Spokane County officials remain optimistic that Costco will open a store along U.S. Highway 2, despite evidence that efforts to clean up toxic chemicals on the property – left over from decades of aluminum smelting nearby – have been unsuccessful.
The most recent water table sampling conducted by a contractor at the former Kaiser Aluminum plant in Mead showed cyanide levels nearly 500 times greater than a threshold mandated by an agreement between the company and environmental agencies in October 2004. Fluoride levels found in test wells, which run to a depth of at least 140 feet beneath the topsoil, were up to 18 times greater than outlined in the agreement.
Homes nearby are connected to a municipal water and sewer system, so there’s no threat to residents in the area, environmental officials said.
“There’s nobody drinking this water,” said Guy Barrett, the Ecology Department’s site manager for the property.
The proposed new home for Costco also would not draw its water from wells, but the plans filed in December with county planners would place the new warehouse adjacent to the groundwater plume tested for toxic contaminants.
Test results reported Feb. 29 showed one test well’s water contained a cyanide concentration of 97.8 milligrams per liter, well above the 0.2 mg/L level mandated in the consent decree.
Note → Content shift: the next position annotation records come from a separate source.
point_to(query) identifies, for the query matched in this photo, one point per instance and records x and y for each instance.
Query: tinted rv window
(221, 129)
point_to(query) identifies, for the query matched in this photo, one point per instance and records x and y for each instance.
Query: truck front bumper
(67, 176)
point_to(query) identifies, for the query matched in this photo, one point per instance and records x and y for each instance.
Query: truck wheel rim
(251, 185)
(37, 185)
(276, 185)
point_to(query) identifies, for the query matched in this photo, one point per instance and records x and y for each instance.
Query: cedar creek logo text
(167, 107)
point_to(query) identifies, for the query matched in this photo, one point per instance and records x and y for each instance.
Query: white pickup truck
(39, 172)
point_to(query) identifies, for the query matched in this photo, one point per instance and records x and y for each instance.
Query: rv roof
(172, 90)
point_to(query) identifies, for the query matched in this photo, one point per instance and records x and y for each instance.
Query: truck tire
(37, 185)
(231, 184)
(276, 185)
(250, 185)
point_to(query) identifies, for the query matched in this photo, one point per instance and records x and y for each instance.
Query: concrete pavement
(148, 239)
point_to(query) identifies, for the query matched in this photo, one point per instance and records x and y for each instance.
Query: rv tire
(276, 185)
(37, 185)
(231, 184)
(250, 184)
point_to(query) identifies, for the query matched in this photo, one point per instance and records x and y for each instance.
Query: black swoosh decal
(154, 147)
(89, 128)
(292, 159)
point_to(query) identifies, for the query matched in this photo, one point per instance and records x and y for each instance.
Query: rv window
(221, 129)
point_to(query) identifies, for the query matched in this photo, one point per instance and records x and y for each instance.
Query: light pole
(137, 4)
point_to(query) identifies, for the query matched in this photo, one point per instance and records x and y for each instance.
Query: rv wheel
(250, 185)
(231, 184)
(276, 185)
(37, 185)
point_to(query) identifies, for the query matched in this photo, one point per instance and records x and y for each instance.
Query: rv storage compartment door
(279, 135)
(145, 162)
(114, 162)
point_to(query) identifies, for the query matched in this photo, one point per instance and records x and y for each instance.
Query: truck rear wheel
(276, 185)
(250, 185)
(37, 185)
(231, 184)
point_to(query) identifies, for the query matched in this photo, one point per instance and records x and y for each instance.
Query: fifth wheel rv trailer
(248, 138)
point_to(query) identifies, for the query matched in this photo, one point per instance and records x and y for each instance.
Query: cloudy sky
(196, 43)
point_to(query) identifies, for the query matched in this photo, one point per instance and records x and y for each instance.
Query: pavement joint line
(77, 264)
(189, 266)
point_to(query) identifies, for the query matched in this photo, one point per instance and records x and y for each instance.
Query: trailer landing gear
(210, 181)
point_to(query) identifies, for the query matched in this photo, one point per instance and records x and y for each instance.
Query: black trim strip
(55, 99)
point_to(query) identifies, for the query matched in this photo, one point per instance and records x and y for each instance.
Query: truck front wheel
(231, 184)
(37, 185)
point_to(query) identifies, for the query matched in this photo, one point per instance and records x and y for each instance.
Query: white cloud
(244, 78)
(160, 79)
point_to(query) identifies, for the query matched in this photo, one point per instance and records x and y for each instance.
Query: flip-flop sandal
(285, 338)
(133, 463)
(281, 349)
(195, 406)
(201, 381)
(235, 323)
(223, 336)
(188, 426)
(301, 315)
In that same well, the fluoride concentration was 52.8 mg/L, roughly 13 times greater than the 4 mg/L threshold in the cleanup agreement.
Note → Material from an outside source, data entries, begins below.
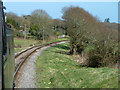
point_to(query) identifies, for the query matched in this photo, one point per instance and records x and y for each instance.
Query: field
(21, 44)
(55, 68)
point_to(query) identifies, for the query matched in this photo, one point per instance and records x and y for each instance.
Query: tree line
(39, 25)
(91, 38)
(95, 40)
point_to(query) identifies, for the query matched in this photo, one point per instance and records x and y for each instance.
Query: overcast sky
(101, 10)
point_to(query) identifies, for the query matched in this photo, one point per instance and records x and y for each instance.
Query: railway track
(21, 57)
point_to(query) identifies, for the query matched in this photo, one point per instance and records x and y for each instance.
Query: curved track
(21, 57)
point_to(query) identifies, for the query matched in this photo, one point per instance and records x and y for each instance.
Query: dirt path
(27, 72)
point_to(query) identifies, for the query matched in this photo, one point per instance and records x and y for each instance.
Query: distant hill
(113, 26)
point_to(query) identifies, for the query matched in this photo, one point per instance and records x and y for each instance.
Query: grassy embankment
(21, 44)
(55, 68)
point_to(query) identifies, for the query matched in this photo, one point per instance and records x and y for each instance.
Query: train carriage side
(9, 62)
(6, 53)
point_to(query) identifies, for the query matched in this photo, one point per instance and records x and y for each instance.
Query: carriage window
(4, 36)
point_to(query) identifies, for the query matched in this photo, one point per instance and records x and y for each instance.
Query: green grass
(23, 43)
(55, 68)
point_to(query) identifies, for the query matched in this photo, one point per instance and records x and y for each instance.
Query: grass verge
(55, 68)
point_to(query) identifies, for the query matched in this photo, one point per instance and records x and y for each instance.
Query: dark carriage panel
(9, 60)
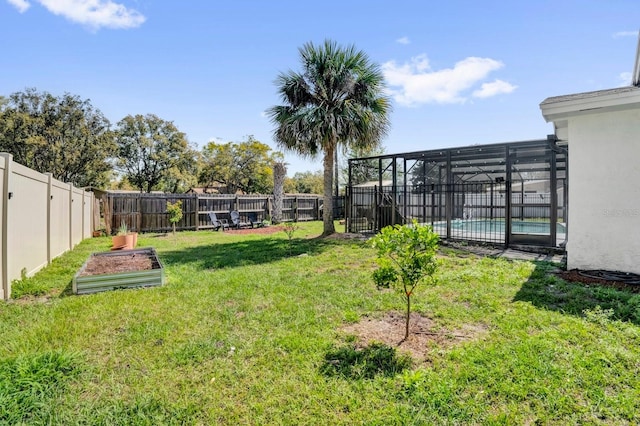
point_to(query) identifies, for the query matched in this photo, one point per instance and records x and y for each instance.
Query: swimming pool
(487, 226)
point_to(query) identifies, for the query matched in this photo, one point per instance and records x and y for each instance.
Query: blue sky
(459, 72)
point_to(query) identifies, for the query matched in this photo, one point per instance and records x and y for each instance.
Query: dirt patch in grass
(590, 278)
(423, 335)
(98, 265)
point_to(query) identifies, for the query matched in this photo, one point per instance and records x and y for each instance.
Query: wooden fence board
(143, 212)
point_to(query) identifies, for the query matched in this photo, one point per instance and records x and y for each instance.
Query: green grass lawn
(245, 328)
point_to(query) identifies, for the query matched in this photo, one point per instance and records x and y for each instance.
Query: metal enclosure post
(449, 195)
(553, 217)
(507, 200)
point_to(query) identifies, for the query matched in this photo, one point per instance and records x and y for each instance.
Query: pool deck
(510, 253)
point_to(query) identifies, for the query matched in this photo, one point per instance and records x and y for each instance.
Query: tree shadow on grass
(376, 359)
(246, 252)
(545, 290)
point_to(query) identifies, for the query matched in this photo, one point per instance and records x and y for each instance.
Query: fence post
(70, 215)
(196, 211)
(49, 198)
(5, 284)
(138, 214)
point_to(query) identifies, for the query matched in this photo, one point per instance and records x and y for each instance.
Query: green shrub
(406, 256)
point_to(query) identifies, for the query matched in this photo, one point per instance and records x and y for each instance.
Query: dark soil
(423, 335)
(576, 275)
(98, 265)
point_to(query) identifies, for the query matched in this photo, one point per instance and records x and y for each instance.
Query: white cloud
(92, 13)
(625, 34)
(625, 78)
(494, 88)
(416, 83)
(21, 5)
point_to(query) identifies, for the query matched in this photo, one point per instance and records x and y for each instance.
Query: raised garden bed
(123, 269)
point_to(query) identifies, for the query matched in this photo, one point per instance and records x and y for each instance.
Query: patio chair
(253, 218)
(218, 223)
(236, 222)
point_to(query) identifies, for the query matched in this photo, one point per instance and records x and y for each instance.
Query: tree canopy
(150, 150)
(337, 99)
(246, 166)
(65, 136)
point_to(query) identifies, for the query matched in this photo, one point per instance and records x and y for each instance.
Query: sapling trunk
(406, 326)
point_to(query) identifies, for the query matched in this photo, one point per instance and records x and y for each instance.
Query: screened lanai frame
(507, 193)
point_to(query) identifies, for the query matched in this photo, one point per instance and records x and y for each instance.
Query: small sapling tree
(406, 257)
(290, 228)
(175, 213)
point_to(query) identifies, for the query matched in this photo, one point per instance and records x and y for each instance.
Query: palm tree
(337, 99)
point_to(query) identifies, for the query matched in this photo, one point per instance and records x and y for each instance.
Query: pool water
(498, 225)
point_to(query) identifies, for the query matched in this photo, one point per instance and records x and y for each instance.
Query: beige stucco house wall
(603, 133)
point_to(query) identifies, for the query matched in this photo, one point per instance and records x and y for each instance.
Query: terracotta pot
(135, 239)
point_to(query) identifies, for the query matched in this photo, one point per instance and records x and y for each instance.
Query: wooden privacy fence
(143, 212)
(40, 218)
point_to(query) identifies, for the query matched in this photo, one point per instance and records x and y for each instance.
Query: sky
(458, 72)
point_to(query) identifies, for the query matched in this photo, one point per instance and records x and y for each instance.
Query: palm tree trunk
(327, 209)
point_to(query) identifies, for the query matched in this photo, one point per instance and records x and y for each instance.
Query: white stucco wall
(604, 191)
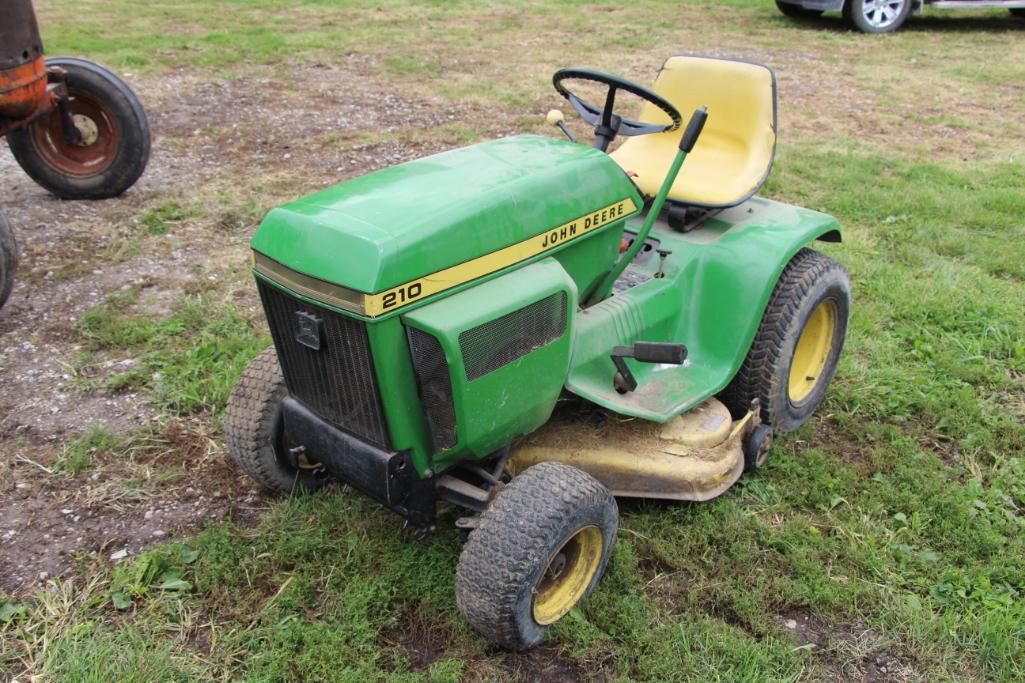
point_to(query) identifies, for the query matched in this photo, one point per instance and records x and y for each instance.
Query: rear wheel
(796, 11)
(8, 258)
(540, 548)
(876, 15)
(115, 145)
(253, 430)
(796, 348)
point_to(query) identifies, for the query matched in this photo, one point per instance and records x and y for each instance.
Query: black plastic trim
(387, 477)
Gerry Gemmill, the county’s chief executive officer, said the company is doing its “due diligence” ahead of any plans to build on the land currently owned by Kaiser.
“That cleanup’s been going on forever,” Gemmill said. “The last time I talked to Costco’s agent who is charge of building those Costcos, they’re still very confident that they’re going to move into that area.”
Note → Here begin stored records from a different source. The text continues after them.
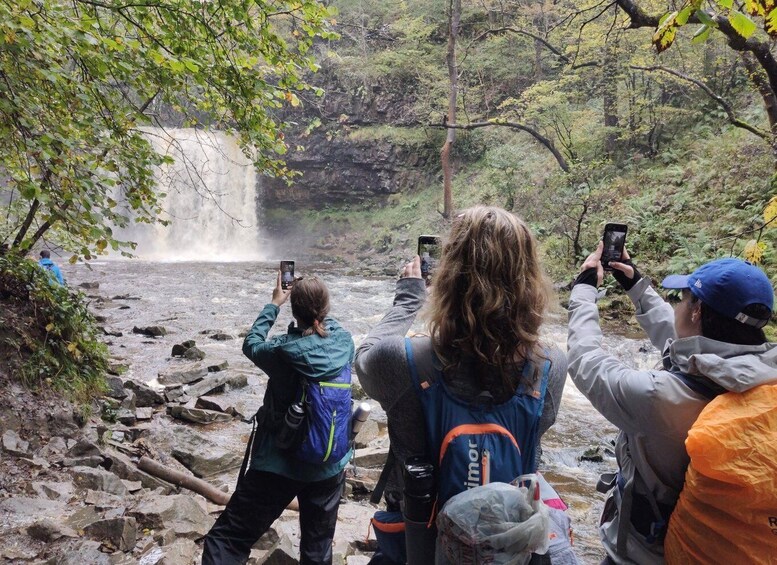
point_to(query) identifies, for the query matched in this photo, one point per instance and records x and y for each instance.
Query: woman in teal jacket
(317, 347)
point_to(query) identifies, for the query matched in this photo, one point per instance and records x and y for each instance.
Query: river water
(195, 300)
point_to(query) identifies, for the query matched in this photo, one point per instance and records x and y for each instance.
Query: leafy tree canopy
(81, 82)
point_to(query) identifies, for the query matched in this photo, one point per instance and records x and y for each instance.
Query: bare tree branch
(732, 117)
(548, 143)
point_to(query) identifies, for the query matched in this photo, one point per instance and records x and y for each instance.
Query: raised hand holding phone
(614, 239)
(429, 253)
(287, 274)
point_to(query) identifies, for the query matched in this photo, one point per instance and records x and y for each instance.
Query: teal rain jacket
(283, 358)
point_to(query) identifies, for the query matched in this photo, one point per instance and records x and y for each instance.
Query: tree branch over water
(548, 143)
(732, 117)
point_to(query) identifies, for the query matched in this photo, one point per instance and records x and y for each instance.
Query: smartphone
(287, 274)
(429, 251)
(614, 239)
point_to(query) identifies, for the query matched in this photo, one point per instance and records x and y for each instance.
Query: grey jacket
(653, 409)
(381, 364)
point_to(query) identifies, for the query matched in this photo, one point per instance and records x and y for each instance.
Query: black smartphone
(614, 239)
(287, 274)
(429, 252)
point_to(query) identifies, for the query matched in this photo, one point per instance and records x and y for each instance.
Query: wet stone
(115, 387)
(98, 479)
(53, 490)
(221, 337)
(151, 331)
(14, 444)
(183, 375)
(81, 552)
(197, 415)
(223, 366)
(216, 403)
(121, 533)
(145, 395)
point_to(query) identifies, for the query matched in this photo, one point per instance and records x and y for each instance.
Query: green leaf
(743, 25)
(683, 15)
(701, 34)
(665, 34)
(770, 23)
(705, 18)
(755, 8)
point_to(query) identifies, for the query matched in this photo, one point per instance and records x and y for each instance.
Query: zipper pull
(485, 462)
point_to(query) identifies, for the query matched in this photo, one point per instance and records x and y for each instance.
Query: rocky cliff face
(338, 167)
(341, 171)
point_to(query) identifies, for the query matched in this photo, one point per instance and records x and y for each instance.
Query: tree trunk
(610, 99)
(454, 20)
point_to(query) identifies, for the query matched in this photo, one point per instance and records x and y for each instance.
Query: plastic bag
(494, 523)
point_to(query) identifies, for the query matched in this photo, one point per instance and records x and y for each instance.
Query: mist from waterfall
(210, 201)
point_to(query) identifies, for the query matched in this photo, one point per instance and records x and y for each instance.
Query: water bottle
(360, 415)
(420, 495)
(290, 433)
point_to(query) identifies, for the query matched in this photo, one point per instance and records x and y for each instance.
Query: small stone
(47, 531)
(194, 354)
(593, 454)
(218, 367)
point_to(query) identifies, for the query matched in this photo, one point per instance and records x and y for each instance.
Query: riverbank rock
(150, 331)
(180, 513)
(194, 354)
(145, 395)
(120, 533)
(198, 415)
(201, 455)
(98, 479)
(184, 374)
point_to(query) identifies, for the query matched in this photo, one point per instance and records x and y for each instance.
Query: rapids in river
(194, 300)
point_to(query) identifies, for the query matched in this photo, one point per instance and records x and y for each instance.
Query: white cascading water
(210, 201)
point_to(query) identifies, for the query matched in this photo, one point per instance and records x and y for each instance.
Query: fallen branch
(732, 117)
(183, 480)
(191, 482)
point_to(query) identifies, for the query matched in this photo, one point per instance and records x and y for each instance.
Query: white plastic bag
(494, 523)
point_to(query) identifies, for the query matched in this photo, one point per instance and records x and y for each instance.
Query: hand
(624, 271)
(412, 270)
(279, 295)
(594, 261)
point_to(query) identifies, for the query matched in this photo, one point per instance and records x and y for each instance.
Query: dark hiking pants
(258, 500)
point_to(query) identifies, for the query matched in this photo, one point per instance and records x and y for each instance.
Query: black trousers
(258, 500)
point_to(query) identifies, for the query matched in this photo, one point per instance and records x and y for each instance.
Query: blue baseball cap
(728, 286)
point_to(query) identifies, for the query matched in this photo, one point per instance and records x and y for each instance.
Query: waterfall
(210, 201)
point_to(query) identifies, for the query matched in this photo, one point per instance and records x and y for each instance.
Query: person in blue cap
(47, 264)
(712, 342)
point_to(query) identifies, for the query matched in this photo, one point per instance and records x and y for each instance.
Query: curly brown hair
(490, 295)
(309, 299)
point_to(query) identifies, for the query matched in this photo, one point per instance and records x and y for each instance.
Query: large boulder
(150, 331)
(145, 395)
(198, 415)
(183, 374)
(120, 533)
(180, 513)
(202, 456)
(98, 479)
(123, 466)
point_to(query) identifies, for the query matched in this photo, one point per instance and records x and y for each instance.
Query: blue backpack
(479, 442)
(327, 418)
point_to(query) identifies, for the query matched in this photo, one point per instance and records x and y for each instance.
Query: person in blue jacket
(317, 347)
(46, 263)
A call to the corporate headquarters of the Issaquah-based wholesaler was not returned Thursday.
Spokane County said they, too, were optimistic the cleanup issues would not get in the way of the proposed move.
“We’re their cheerleading section,” said Commissioner Shelly O’Quinn, when asked by Rep. Cathy McMorris Rodgers at a meeting last week if the Costco project was moving forward.
“We’re hoping, there’s quite a bit of land around that site, that would be great for further development,” Commissioner Nancy McLaughlin said.
Barrett said a cleanup strategy for the forested, 424-acre parcel bounded by Hawthorne and Farwell roads along the highway currently is being revised. The cyanide and fluoride contamination was first discovered in private wells near the property in 1978, according to the Environmental Protection Agency, and officials responded by piling up industrial waste in a 6-acre plot and constructing an asphalt cap, as well as repairing sewer and water lines in the area, Barrett said.
The cyanide and fluoride contaminants were produced in the aluminum smelting process, which took place for decades at the Kaiser plant on the property.
The site had been monitored for contaminants over a five-year period. The data show the decontamination efforts did not go far enough, Barrett said.
“They didn’t even get close to reaching cleanup levels,” he said.
Costco’s initial plans call for a warehouse larger than the current location along Division Street near Cascade Way, a location annexed by the city of Spokane in 2006, prompting threats of legal action by Spokane County. An average Costco store brings in about $1 million in local sales tax annually, according to industry reports.
County officials said a move farther north on the former Kaiser parcel, to avoid the plume, was on the table, but nothing has been confirmed.
Costco’s warehouse store near Division Street opened in 1992 and was remodeled in 2007.